Now, try not to let your eyes glaze over because this actually is more interesting might sound at first. The issue is actually not about believing or not believing in the existence and nature of God. It is, rather, about the nature of knowledge. Epistemology is the philosophic consideration of what can be known, how we know it, and how much we can trust that knowledge.
Essentially, it comes down to a question of what we consider to be the most dependable and reliable source of knowing what is real.
The problem between those who accept the findings of science and those who insist that science and religion are eternal enemies lies in where the two different groups place their trust. Those who insist that science is in fact accurate and factual place their confidence in a belief that the world is empirical. That is, one can determine the nature reality by testing and experimentation. Those who reject science anytime it disagrees with their opinions, believe that the ultimate reality is what is contained in the Christian Scriptures. The source of conflict is obvious once you realize this basic fact. Obviously, the two groups have a totally different view what is real and what is not.
But there are Christians who believe that the objective world is real. So, in fact, the conflict is not between science and religion. The conflict is between the worldview that there is an objective reality and the worldview that objectivity does not matter since what the Scriptures say is the only thing that is real.
In other words, only some religious views are inherently opposed to science. Many are not. Which is why many scientists do hold both religious and scientific beliefs. Which is why I hold both religious and scientific beliefs.

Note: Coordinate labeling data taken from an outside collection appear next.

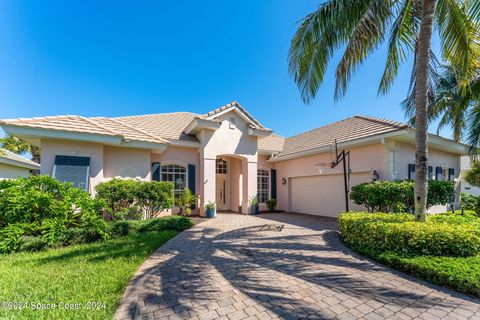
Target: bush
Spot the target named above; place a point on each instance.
(399, 233)
(31, 244)
(397, 196)
(470, 202)
(10, 235)
(153, 196)
(124, 198)
(120, 228)
(271, 204)
(34, 199)
(175, 223)
(118, 194)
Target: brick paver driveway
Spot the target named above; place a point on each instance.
(239, 267)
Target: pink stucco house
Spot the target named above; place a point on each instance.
(227, 156)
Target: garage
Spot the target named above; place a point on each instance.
(323, 195)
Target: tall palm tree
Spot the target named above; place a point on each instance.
(17, 145)
(360, 27)
(452, 104)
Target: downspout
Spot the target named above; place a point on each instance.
(390, 147)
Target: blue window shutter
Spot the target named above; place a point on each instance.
(438, 171)
(451, 174)
(191, 177)
(273, 183)
(411, 169)
(156, 171)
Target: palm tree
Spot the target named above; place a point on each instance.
(18, 146)
(360, 27)
(452, 104)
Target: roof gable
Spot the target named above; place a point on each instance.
(237, 108)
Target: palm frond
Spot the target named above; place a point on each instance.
(402, 36)
(320, 33)
(473, 138)
(458, 37)
(366, 37)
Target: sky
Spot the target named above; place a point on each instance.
(117, 58)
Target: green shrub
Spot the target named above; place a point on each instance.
(397, 196)
(153, 196)
(125, 198)
(271, 204)
(175, 223)
(399, 233)
(118, 194)
(472, 176)
(11, 234)
(34, 199)
(470, 202)
(29, 243)
(120, 228)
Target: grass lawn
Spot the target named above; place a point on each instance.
(90, 275)
(459, 273)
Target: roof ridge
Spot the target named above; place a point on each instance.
(156, 114)
(383, 121)
(136, 129)
(325, 125)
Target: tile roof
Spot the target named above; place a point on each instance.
(234, 104)
(22, 162)
(345, 130)
(272, 143)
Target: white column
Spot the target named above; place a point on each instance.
(249, 183)
(207, 182)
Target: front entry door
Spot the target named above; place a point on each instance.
(222, 193)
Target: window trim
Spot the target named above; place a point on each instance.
(87, 176)
(267, 170)
(174, 163)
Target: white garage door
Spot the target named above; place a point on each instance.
(323, 195)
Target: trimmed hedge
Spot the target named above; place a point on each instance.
(397, 196)
(400, 233)
(129, 198)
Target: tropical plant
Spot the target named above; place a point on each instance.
(451, 103)
(472, 176)
(271, 204)
(361, 26)
(253, 201)
(187, 201)
(397, 196)
(18, 146)
(211, 205)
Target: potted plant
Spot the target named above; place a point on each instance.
(211, 209)
(254, 205)
(187, 201)
(271, 204)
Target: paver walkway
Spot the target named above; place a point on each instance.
(242, 267)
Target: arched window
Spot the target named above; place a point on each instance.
(221, 166)
(178, 175)
(263, 185)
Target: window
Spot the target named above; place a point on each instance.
(221, 166)
(176, 174)
(72, 169)
(439, 173)
(262, 185)
(411, 171)
(451, 174)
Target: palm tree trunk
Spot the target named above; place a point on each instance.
(421, 106)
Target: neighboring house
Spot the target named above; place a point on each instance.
(227, 156)
(13, 166)
(465, 186)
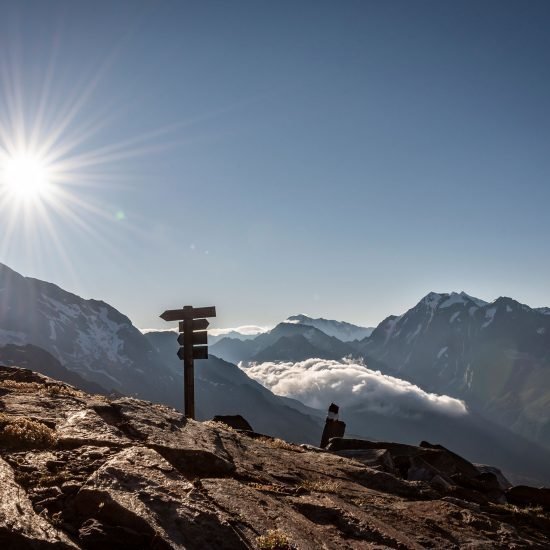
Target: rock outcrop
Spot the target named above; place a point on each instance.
(84, 471)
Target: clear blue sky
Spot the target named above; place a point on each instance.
(340, 159)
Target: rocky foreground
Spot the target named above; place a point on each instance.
(83, 471)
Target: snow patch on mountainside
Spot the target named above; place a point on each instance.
(454, 316)
(489, 316)
(12, 337)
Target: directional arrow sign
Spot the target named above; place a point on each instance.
(198, 324)
(188, 313)
(200, 352)
(200, 338)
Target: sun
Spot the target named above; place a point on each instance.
(25, 176)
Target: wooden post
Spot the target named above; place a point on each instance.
(188, 364)
(193, 342)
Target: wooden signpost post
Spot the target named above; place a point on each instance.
(193, 341)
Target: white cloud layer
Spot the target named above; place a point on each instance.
(317, 382)
(246, 330)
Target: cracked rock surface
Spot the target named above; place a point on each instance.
(83, 471)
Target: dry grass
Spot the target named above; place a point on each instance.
(219, 425)
(274, 540)
(277, 443)
(272, 488)
(525, 511)
(22, 387)
(22, 432)
(51, 390)
(321, 486)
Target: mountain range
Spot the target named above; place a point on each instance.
(91, 344)
(92, 340)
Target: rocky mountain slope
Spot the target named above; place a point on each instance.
(90, 344)
(88, 337)
(83, 471)
(495, 356)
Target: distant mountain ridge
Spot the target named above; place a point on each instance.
(90, 344)
(346, 332)
(495, 356)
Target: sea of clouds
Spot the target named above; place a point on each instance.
(317, 382)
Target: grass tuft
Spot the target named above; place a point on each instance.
(321, 486)
(274, 540)
(22, 432)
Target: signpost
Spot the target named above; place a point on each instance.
(193, 341)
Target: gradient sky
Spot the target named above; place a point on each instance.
(340, 159)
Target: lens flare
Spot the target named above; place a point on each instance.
(25, 176)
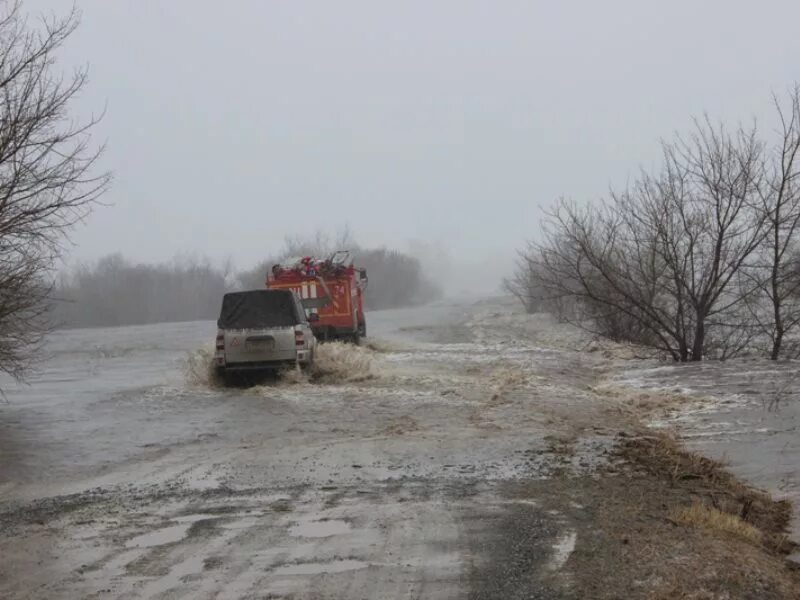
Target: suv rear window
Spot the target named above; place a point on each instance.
(258, 309)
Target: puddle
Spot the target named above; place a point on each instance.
(159, 537)
(562, 549)
(326, 528)
(335, 566)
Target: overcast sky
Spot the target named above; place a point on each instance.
(231, 124)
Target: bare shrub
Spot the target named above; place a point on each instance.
(46, 181)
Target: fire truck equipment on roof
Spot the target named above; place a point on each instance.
(331, 290)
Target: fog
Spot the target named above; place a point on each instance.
(420, 125)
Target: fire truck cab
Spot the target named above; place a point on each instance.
(332, 293)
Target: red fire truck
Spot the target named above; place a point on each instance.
(332, 292)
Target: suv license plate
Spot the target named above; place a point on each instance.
(260, 345)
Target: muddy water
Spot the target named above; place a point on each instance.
(747, 414)
(105, 396)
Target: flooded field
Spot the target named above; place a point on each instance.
(464, 451)
(745, 413)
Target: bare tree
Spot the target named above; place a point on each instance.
(777, 275)
(47, 183)
(656, 264)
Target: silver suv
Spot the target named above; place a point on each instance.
(262, 331)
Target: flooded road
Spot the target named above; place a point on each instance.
(461, 453)
(127, 474)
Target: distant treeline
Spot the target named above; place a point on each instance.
(116, 291)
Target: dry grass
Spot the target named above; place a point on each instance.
(701, 477)
(707, 517)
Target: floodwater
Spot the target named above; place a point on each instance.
(746, 414)
(428, 463)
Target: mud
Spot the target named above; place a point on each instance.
(447, 458)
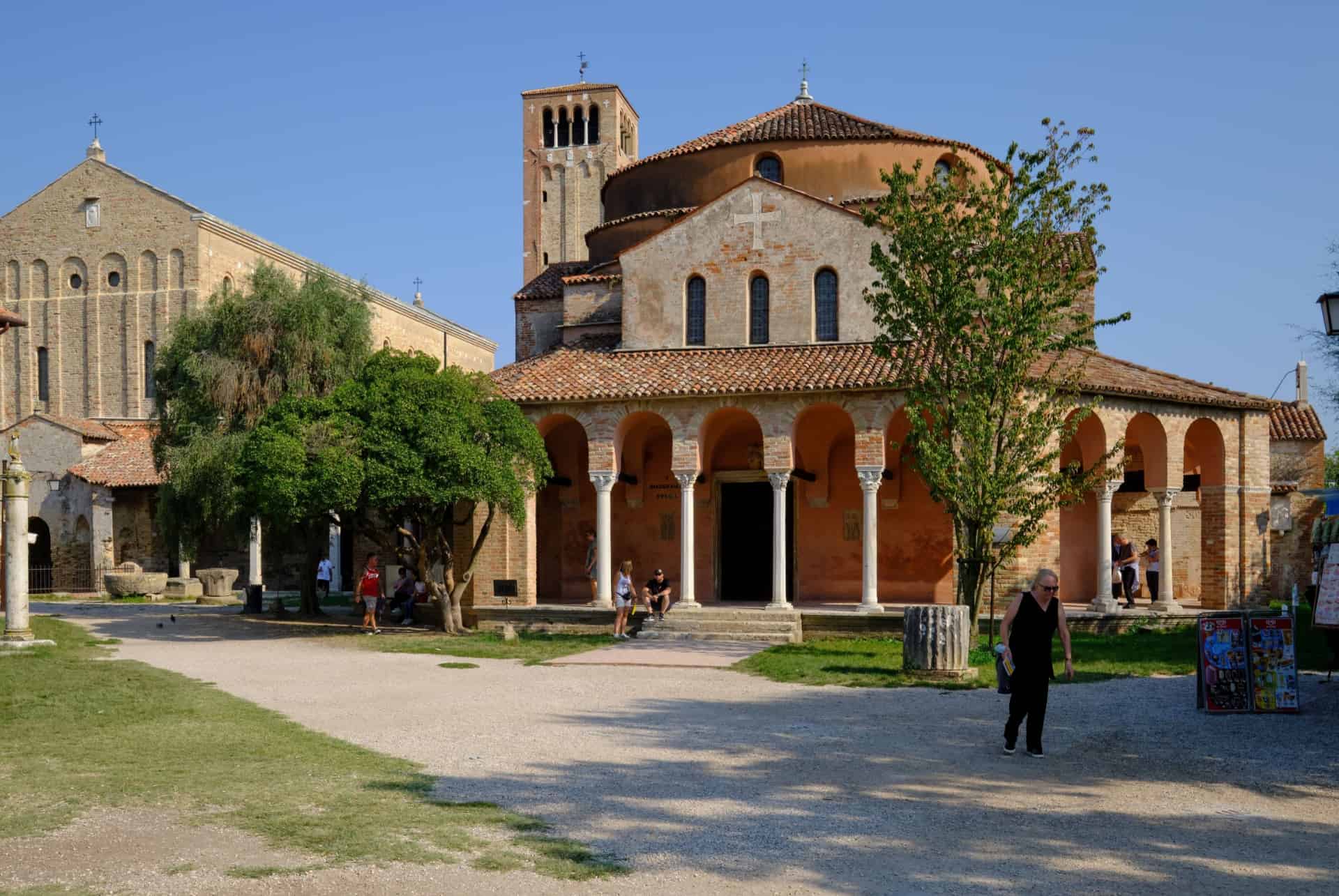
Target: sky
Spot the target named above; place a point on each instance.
(384, 139)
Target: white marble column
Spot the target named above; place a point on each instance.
(687, 561)
(255, 575)
(17, 630)
(603, 547)
(778, 478)
(336, 556)
(1165, 549)
(1103, 602)
(870, 477)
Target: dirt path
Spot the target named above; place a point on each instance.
(711, 781)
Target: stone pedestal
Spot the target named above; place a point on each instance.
(937, 642)
(179, 589)
(218, 587)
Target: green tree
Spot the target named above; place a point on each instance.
(224, 366)
(437, 446)
(978, 303)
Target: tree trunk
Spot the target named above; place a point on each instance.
(315, 539)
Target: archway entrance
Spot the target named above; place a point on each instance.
(743, 536)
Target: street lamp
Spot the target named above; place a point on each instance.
(1330, 311)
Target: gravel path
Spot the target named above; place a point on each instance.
(713, 781)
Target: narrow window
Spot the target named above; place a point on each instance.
(769, 167)
(697, 334)
(825, 302)
(564, 128)
(758, 301)
(149, 369)
(43, 378)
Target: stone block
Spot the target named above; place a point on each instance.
(937, 641)
(218, 583)
(179, 587)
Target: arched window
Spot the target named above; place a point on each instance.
(697, 324)
(151, 356)
(43, 377)
(759, 295)
(825, 305)
(769, 167)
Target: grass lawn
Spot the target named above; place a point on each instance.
(81, 733)
(531, 647)
(877, 662)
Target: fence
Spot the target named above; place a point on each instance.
(71, 577)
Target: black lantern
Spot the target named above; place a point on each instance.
(1330, 308)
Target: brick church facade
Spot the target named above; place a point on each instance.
(703, 375)
(102, 264)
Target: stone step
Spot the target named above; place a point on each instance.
(720, 625)
(766, 638)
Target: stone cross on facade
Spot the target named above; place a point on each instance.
(755, 219)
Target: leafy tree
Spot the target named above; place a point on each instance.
(981, 276)
(437, 446)
(224, 366)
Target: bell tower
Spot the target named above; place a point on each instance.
(572, 138)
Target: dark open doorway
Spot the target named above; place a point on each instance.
(746, 541)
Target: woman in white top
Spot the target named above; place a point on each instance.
(1153, 568)
(623, 598)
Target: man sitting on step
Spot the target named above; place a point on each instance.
(656, 593)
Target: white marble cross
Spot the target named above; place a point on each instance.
(755, 219)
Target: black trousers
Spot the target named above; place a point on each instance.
(1027, 699)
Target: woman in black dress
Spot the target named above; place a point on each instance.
(1027, 631)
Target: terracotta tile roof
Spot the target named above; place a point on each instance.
(548, 284)
(592, 370)
(1289, 423)
(799, 121)
(580, 84)
(656, 213)
(125, 462)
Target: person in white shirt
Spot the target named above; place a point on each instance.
(323, 577)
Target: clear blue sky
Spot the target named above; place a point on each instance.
(384, 138)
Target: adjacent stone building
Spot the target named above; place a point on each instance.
(706, 385)
(102, 264)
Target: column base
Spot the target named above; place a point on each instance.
(15, 644)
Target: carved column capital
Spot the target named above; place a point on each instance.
(1165, 496)
(1105, 490)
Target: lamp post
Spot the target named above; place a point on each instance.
(1329, 303)
(999, 536)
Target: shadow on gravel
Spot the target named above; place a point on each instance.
(907, 794)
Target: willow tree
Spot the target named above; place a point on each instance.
(225, 365)
(981, 303)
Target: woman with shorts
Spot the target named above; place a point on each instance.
(623, 599)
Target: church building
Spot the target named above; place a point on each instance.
(102, 264)
(701, 367)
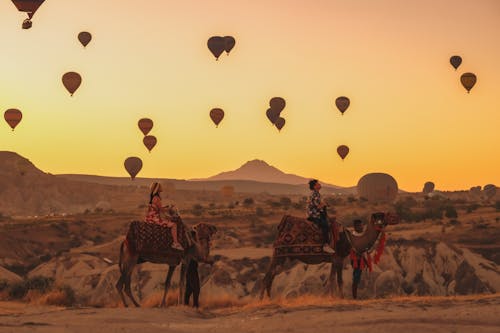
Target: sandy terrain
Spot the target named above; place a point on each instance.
(462, 314)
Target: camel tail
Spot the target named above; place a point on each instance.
(120, 261)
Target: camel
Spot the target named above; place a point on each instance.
(300, 239)
(147, 242)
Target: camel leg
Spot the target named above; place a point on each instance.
(339, 264)
(182, 280)
(331, 280)
(171, 270)
(267, 282)
(127, 279)
(119, 287)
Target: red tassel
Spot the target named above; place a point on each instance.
(380, 249)
(369, 262)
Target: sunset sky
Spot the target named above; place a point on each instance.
(409, 115)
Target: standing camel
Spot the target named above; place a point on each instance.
(148, 242)
(302, 240)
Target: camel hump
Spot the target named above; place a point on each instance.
(297, 230)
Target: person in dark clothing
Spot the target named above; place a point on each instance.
(357, 268)
(316, 213)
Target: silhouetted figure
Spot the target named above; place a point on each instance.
(357, 268)
(316, 213)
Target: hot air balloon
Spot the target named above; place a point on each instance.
(428, 187)
(71, 81)
(13, 117)
(133, 165)
(342, 103)
(378, 187)
(342, 151)
(272, 115)
(490, 190)
(229, 43)
(455, 61)
(216, 115)
(277, 103)
(145, 125)
(29, 7)
(84, 37)
(149, 141)
(279, 123)
(468, 81)
(216, 45)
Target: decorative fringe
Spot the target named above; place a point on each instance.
(380, 248)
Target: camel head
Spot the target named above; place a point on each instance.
(381, 220)
(203, 233)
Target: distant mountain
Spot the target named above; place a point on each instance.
(258, 170)
(27, 190)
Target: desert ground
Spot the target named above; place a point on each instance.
(425, 314)
(439, 271)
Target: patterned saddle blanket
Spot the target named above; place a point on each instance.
(151, 240)
(298, 236)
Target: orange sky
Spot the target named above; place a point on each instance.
(409, 115)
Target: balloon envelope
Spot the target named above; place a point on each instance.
(468, 80)
(145, 125)
(133, 165)
(277, 103)
(378, 187)
(84, 37)
(490, 190)
(455, 61)
(280, 122)
(428, 187)
(149, 141)
(272, 115)
(216, 45)
(342, 150)
(342, 103)
(28, 6)
(229, 43)
(71, 81)
(13, 117)
(216, 115)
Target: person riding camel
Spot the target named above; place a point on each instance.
(316, 213)
(154, 211)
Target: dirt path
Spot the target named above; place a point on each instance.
(470, 314)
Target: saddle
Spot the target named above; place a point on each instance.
(151, 240)
(299, 236)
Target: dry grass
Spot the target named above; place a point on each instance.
(318, 301)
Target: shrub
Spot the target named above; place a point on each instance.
(4, 284)
(472, 207)
(259, 211)
(248, 202)
(40, 284)
(197, 210)
(351, 199)
(451, 212)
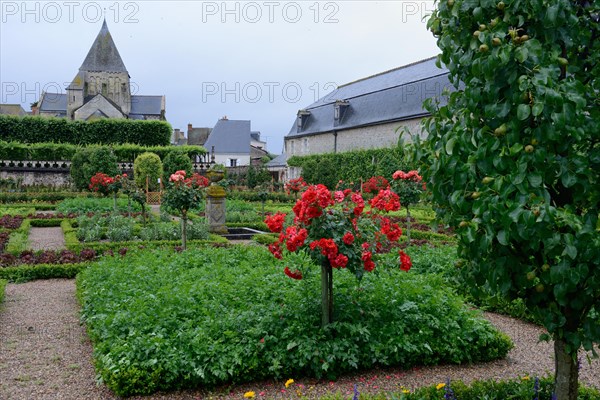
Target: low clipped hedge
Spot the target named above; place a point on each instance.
(25, 273)
(18, 239)
(210, 316)
(34, 198)
(35, 129)
(17, 151)
(246, 195)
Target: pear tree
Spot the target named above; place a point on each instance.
(513, 159)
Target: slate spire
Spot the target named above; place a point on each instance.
(103, 55)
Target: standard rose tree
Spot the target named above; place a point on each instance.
(335, 230)
(183, 194)
(104, 184)
(409, 186)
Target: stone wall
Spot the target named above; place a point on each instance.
(39, 178)
(369, 137)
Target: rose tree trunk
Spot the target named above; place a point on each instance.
(184, 229)
(566, 372)
(326, 293)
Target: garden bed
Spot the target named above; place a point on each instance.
(210, 316)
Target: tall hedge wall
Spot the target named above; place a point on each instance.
(104, 131)
(61, 151)
(351, 166)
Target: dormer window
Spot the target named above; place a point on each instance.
(301, 120)
(339, 110)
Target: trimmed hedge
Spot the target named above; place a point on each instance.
(25, 197)
(18, 239)
(37, 207)
(25, 273)
(45, 222)
(17, 151)
(351, 166)
(107, 131)
(259, 226)
(277, 197)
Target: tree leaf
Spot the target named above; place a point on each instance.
(523, 111)
(537, 109)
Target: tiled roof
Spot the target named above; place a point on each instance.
(279, 161)
(54, 102)
(146, 105)
(230, 137)
(391, 96)
(12, 109)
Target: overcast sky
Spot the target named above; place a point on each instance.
(255, 60)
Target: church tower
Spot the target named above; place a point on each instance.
(102, 73)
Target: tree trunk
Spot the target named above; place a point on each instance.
(408, 225)
(566, 372)
(184, 229)
(326, 293)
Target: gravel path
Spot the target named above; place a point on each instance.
(45, 354)
(46, 239)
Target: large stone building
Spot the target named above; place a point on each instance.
(102, 89)
(368, 113)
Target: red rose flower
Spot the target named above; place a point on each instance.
(405, 261)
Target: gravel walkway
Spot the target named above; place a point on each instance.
(46, 239)
(45, 354)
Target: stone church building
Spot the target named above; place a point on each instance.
(101, 89)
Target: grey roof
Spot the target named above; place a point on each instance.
(140, 105)
(103, 55)
(391, 96)
(12, 109)
(146, 105)
(198, 136)
(229, 137)
(54, 102)
(279, 161)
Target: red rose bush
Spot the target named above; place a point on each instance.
(337, 232)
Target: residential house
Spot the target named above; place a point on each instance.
(12, 109)
(235, 144)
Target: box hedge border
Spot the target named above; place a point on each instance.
(35, 129)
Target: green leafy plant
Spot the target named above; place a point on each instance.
(183, 194)
(92, 160)
(36, 129)
(158, 323)
(513, 160)
(147, 169)
(3, 283)
(176, 161)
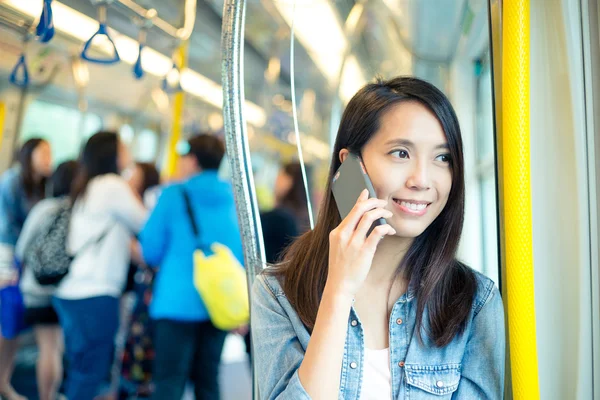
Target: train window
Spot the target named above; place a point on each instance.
(65, 128)
(363, 41)
(146, 146)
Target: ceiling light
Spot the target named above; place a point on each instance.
(318, 29)
(81, 27)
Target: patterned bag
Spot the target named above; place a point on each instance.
(47, 255)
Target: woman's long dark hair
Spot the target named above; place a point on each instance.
(99, 157)
(441, 284)
(295, 198)
(63, 177)
(34, 189)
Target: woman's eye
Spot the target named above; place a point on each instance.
(400, 153)
(445, 158)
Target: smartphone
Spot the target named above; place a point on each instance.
(348, 183)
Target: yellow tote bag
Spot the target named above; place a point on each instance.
(220, 280)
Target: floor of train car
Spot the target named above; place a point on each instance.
(235, 377)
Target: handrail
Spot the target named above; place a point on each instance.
(45, 28)
(138, 70)
(102, 31)
(171, 83)
(183, 33)
(21, 66)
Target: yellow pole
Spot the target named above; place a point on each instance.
(517, 199)
(176, 126)
(2, 115)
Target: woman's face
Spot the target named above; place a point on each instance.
(408, 161)
(124, 159)
(41, 160)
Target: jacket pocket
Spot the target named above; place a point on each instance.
(431, 381)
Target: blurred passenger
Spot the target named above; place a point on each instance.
(138, 352)
(144, 176)
(282, 224)
(106, 214)
(39, 312)
(355, 314)
(21, 187)
(286, 221)
(187, 344)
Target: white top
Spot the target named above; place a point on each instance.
(377, 377)
(109, 207)
(34, 294)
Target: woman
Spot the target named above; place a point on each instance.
(138, 352)
(106, 213)
(20, 189)
(143, 177)
(39, 312)
(392, 314)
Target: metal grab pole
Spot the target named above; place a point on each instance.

It isn't that the conflict doesn't exist. It does. But it exists only for a small group. Science does not automatically oppose religion except in the minds of a very small number of scientists. And religion does not negate the accuracy of science, except in the minds of a very few members of the religious community.
It's all just a matter of epistemology.
From the LATimes:
-- The Tennessee measure does not require the teaching of alternatives to scientific theories of evolution, climate change, human cloning and "the chemical origins of life." Instead, the legislation would prevent school administrators from reining in teachers who expound on alternative hypotheses to those topics.
...The measure's primary sponsor, Republican state Sen. Bo Watson, said it was meant to give teachers the clarity and security to discuss alternative ideas to evolution and climate change that students may have picked up at home and want to explore in class.
...On its website, the council says the bill is needed because "in many classrooms, Darwinian evolution is currently taught in a completely one-sided manner, with most students never learning anything about growing scientific controversies
...Biologists say there is no scientific controversy over evolution, only a political one. --
I must give Tennessee credit for one point, however. it is true that science is currently taught in a completely one-sided manner in our schools. So is mathematics. It's about time for math teachers to tell students that 2+2 might equal four. At least some mathematicians say so. But then again it might just equal 79. It's up to you to decide.